For the most general case and a better approximation, taking logarithms and using Stirling approximation for the very first term, we end with the equation $$\color{blue}{p \log (ex)- \left( p+\frac32\right) \log (p)=K} \qquad\text{where} \quad \color{blue}{K=\log \left(\frac{\sqrt{{\pi }} \,\epsilon \, x^{-(k+1)}\, \Gamma (k)}{\alpha \,\sqrt 2}\right)}$$ Since $p$ is large, we could approximate the equation by $$\color{blue}{\left(p+\frac{3}{2}\right) \log (e x)-\left(p+\frac{3}{2}\right) \log \left(p+\frac{3}{2}\right)=K}$$ for which the solution is given in terms of Lambert function $$\color{blue}{p=-\frac{K}{W\left(-\frac{K}{e x}\right)}-\frac 32}$$ Applied to the working case, this gives $p=599$ for $\epsilon=10^{-20}$.

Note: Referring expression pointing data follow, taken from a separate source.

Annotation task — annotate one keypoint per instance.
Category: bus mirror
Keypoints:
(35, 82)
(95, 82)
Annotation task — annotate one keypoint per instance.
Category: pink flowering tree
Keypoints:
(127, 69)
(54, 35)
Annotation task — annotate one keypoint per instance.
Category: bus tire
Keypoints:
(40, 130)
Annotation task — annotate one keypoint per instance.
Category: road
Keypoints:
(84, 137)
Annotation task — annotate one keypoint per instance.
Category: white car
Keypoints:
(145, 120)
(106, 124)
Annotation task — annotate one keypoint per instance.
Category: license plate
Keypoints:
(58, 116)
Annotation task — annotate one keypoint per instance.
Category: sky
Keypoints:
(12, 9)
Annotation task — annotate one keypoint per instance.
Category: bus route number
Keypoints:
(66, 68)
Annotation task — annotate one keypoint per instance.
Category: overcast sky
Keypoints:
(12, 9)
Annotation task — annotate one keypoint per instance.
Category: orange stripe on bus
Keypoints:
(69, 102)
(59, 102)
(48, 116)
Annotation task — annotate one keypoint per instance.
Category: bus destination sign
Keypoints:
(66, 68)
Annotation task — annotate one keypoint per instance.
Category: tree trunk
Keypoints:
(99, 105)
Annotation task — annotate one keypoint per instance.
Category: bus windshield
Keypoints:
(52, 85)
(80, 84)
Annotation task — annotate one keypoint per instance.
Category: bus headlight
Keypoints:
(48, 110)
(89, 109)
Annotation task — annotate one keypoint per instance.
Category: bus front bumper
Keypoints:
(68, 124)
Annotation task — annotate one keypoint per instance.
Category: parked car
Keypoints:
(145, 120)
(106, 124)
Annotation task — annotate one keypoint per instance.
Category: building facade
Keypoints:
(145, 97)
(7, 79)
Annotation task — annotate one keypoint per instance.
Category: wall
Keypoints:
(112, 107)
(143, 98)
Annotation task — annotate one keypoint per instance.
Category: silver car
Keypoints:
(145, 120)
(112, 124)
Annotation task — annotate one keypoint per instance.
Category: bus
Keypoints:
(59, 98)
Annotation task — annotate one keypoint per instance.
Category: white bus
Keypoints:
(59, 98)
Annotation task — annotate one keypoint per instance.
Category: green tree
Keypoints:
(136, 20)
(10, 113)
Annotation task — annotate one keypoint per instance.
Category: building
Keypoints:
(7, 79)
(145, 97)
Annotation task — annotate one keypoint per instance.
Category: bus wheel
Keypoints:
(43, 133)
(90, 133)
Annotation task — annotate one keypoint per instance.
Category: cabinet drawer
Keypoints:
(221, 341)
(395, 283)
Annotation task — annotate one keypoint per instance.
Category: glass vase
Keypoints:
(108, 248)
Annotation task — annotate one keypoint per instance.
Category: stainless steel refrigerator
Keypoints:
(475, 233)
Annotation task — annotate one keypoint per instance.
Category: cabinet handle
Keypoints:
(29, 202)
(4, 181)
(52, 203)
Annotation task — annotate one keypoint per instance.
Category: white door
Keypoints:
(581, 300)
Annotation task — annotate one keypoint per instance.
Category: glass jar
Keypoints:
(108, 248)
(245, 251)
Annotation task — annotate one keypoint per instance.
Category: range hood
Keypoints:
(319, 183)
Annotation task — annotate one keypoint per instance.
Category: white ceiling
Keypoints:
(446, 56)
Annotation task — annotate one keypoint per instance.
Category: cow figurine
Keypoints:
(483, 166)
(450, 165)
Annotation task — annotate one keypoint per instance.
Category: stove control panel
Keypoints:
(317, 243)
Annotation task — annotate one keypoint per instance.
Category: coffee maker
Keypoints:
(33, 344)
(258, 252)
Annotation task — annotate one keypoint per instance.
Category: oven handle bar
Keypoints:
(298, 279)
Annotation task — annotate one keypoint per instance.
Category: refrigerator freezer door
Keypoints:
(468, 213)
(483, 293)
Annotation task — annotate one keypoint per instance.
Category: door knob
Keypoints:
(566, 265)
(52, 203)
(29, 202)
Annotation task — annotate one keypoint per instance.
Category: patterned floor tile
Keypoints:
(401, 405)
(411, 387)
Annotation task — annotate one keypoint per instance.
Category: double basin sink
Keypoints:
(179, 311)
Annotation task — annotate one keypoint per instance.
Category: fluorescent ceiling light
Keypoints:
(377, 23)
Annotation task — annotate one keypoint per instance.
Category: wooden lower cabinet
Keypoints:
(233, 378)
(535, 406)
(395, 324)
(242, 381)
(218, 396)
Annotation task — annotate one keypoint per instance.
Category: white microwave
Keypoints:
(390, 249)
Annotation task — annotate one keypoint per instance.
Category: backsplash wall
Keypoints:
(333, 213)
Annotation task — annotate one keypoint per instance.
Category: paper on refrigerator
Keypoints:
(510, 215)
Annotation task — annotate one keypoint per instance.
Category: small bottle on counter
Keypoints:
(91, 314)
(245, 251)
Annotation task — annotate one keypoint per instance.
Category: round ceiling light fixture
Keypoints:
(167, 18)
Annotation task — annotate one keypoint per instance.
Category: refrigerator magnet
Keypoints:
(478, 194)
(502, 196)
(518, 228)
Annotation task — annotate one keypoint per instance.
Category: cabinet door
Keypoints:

I think that all is explained.
Edit
Considering the general term $$a_n=\frac {x^{(k+n)}}{\,n!\,(k+n)\,((k+n)\alpha+2)}$$ and using logarithmic differentiation we have $\frac{\partial a_n}{\partial n}=0$ if $$-2 \alpha (k+n)-(k+n) \psi (n+1) (\alpha (k+n)+2)+(k+n) \log (x) (\alpha (k+n)+2)-2=0$$ Assuming that $n$ is large, the expansion of the above quantity is $$\alpha \log \left(\frac{x}{n}\right)n^2 + \left(2 (\alpha k+1) \log \left(\frac{x}{n}\right)-\frac{5 \alpha }{2}\right)n+\cdots$$ So $a_n$ is maximized for $n \sim x$.
Using your numbers, a rigorous maximization of $a_n$ shows that it happens at $n=179.5$ (remember that $x=\frac{2000}{11}=181.8$) for which $a_n=5.24\times 10^{117}$.